Knock knock: object interaction with a smartphone
Researchers from the Korea Advanced Institute of Science and Technology (KAIST) have developed a new technology that identifies objects and executes actions following a simple knock against a smartphone. The software is powered by machine learning that analyses sounds, vibrations and other reactions.
What separates ‘Knocker’ from existing technology is the sensor fusion of sound and motion. Previously, object identification used either computer vision technology with cameras or hardware such as RFID (radio-frequency identification) tags, but these solutions all have their limitations. For computer vision technology, users need to take pictures of every item, and the technology will not work well in poor lighting situations. Using hardware meanwhile leads to additional costs and labour burdens.

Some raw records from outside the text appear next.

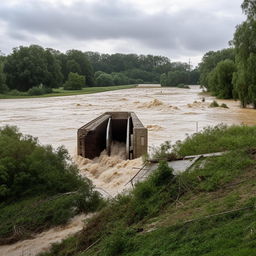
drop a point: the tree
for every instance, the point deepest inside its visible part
(31, 66)
(220, 79)
(77, 62)
(74, 82)
(120, 78)
(245, 49)
(3, 86)
(249, 8)
(104, 80)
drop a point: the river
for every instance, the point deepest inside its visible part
(168, 113)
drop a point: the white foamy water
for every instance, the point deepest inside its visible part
(168, 113)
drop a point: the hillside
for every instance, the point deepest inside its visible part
(209, 210)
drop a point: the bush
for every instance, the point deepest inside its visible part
(216, 139)
(74, 82)
(3, 88)
(104, 80)
(214, 104)
(183, 86)
(16, 93)
(39, 90)
(27, 168)
(223, 105)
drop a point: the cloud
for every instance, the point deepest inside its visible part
(173, 28)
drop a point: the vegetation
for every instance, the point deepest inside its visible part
(34, 67)
(39, 186)
(62, 92)
(208, 210)
(230, 73)
(214, 104)
(74, 82)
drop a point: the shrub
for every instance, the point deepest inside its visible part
(16, 93)
(104, 80)
(74, 82)
(183, 86)
(161, 153)
(3, 88)
(27, 168)
(223, 105)
(39, 90)
(214, 104)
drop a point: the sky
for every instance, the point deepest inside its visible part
(182, 30)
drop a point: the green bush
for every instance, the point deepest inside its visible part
(214, 104)
(216, 139)
(39, 90)
(183, 86)
(223, 105)
(27, 168)
(74, 82)
(16, 93)
(104, 79)
(39, 187)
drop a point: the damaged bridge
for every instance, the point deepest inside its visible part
(100, 133)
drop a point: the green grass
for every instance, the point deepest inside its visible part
(62, 92)
(217, 139)
(152, 219)
(21, 219)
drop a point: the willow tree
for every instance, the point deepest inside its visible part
(245, 48)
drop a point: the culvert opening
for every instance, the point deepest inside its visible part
(112, 128)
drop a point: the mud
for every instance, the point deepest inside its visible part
(169, 113)
(43, 241)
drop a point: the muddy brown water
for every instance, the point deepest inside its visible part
(168, 113)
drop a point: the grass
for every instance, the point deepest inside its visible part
(62, 92)
(153, 218)
(21, 219)
(217, 139)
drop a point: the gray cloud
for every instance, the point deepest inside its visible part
(187, 31)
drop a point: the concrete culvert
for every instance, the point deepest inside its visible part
(112, 127)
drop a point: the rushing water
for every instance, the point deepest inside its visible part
(168, 113)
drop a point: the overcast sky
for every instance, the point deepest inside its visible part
(178, 29)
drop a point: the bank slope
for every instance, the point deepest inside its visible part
(209, 210)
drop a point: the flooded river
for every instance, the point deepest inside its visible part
(168, 113)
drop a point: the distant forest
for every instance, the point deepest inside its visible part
(231, 73)
(33, 67)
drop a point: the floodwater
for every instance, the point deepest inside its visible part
(41, 242)
(168, 113)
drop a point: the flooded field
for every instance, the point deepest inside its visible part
(168, 113)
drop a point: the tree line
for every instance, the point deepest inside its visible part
(231, 73)
(37, 70)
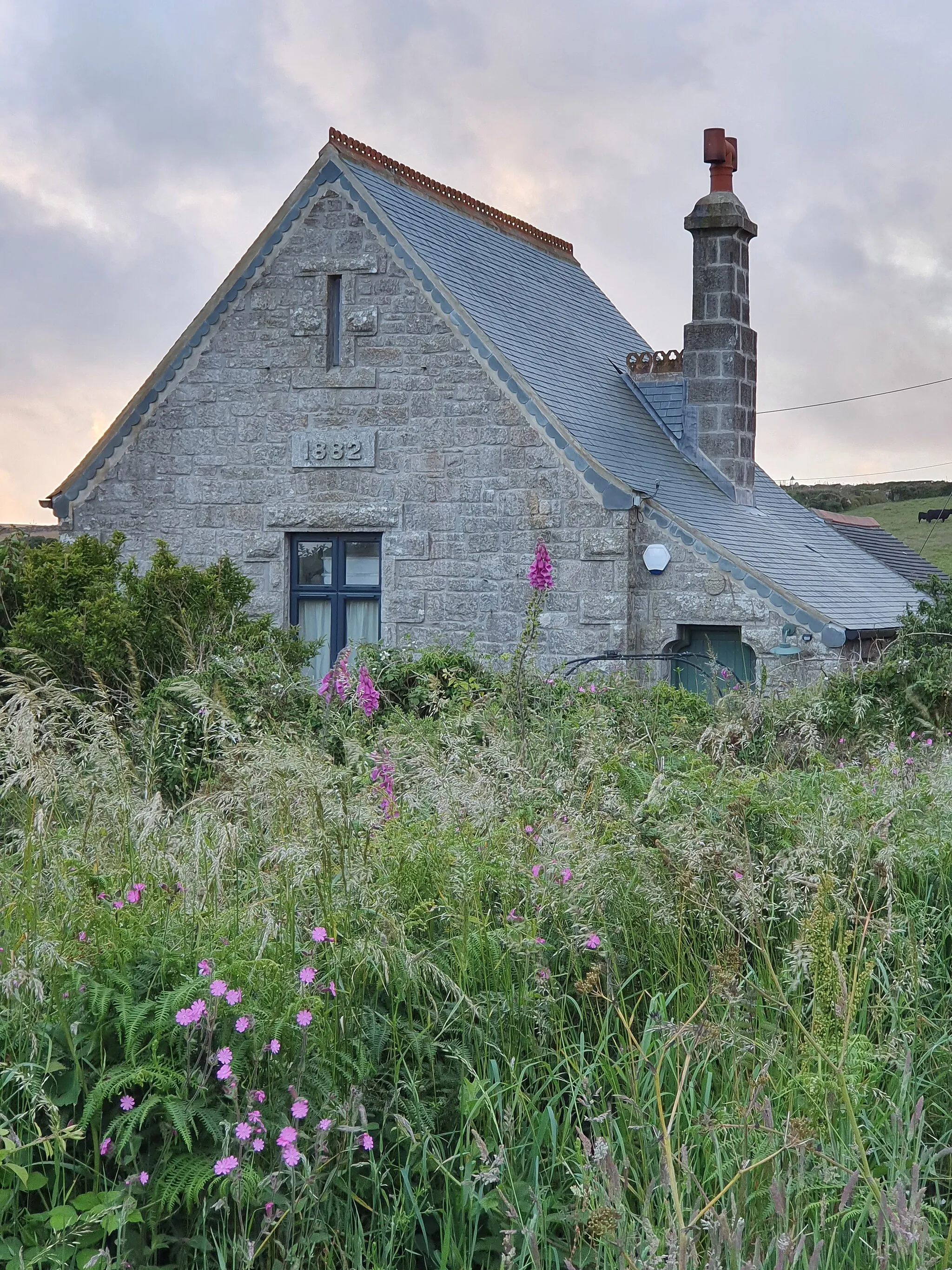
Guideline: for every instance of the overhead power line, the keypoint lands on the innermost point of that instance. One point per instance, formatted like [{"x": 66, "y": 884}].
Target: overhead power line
[
  {"x": 889, "y": 472},
  {"x": 813, "y": 406}
]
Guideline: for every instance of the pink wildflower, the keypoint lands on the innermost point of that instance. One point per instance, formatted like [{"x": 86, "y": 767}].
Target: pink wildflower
[
  {"x": 366, "y": 696},
  {"x": 541, "y": 569},
  {"x": 383, "y": 778}
]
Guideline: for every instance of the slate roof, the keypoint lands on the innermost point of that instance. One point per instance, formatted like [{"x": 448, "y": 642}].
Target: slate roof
[
  {"x": 869, "y": 534},
  {"x": 667, "y": 398},
  {"x": 559, "y": 346},
  {"x": 568, "y": 341}
]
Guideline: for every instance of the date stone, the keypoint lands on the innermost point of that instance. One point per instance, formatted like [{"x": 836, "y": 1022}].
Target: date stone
[{"x": 334, "y": 447}]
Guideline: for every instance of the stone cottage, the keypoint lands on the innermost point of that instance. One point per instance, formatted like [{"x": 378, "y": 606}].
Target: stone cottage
[{"x": 399, "y": 389}]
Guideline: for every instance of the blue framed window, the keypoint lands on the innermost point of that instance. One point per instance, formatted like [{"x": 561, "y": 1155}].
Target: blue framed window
[{"x": 336, "y": 592}]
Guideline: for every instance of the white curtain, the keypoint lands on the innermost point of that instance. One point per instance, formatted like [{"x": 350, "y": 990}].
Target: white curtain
[
  {"x": 362, "y": 621},
  {"x": 314, "y": 624}
]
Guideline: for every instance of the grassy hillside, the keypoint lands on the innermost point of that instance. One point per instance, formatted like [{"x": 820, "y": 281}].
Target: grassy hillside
[
  {"x": 903, "y": 520},
  {"x": 449, "y": 968}
]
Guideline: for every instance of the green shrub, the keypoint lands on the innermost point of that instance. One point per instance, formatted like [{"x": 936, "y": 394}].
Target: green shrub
[
  {"x": 911, "y": 687},
  {"x": 99, "y": 623},
  {"x": 426, "y": 681}
]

Knocker, on the other hand, can identify objects even in dark environments only with a smartphone, without requiring any specialised hardware or using a camera. Knocker utilises the smartphone’s built-in sensors — such as a microphone, an accelerometer and a gyroscope — to capture a unique set of responses generated when the phone is knocked against an object. Machine learning is used to analyse these responses and classify and identify objects.
“This new technology does not require any specialised sensor or hardware,” said Professor Sung-Ju Lee, who led the KAIST research team. “It simply uses the built-in sensors on smartphones and takes advantage of the power of machine learning. It’s a software solution that everyday smartphone users could immediately benefit from.”
The researchers have confirmed the applicability of Knocker technology using 23 everyday objects such as books, laptop computers, water bottles and bicycles. In noisy environments such as a busy cafe or on the side of a road, it achieved 83% identification accuracy. In a quiet indoor environment, the accuracy rose to 98%.
The team believes Knocker will open a new paradigm of object interaction. For instance, by knocking on an empty water bottle, a smartphone can automatically order new water bottles from a merchant app. When integrated with IoT devices, knocking on a bed’s headboard before going to sleep could turn off the lights and set an alarm. A paper on the technology, presented at the 2019 ACM International Joint Conference on Pervasive and Ubiquitous Computing (UbiComp 2019) in London last month, demonstrates 15 application cases for the technology.
“This technology enables users to conveniently interact with their favourite objects,” Prof Lee said.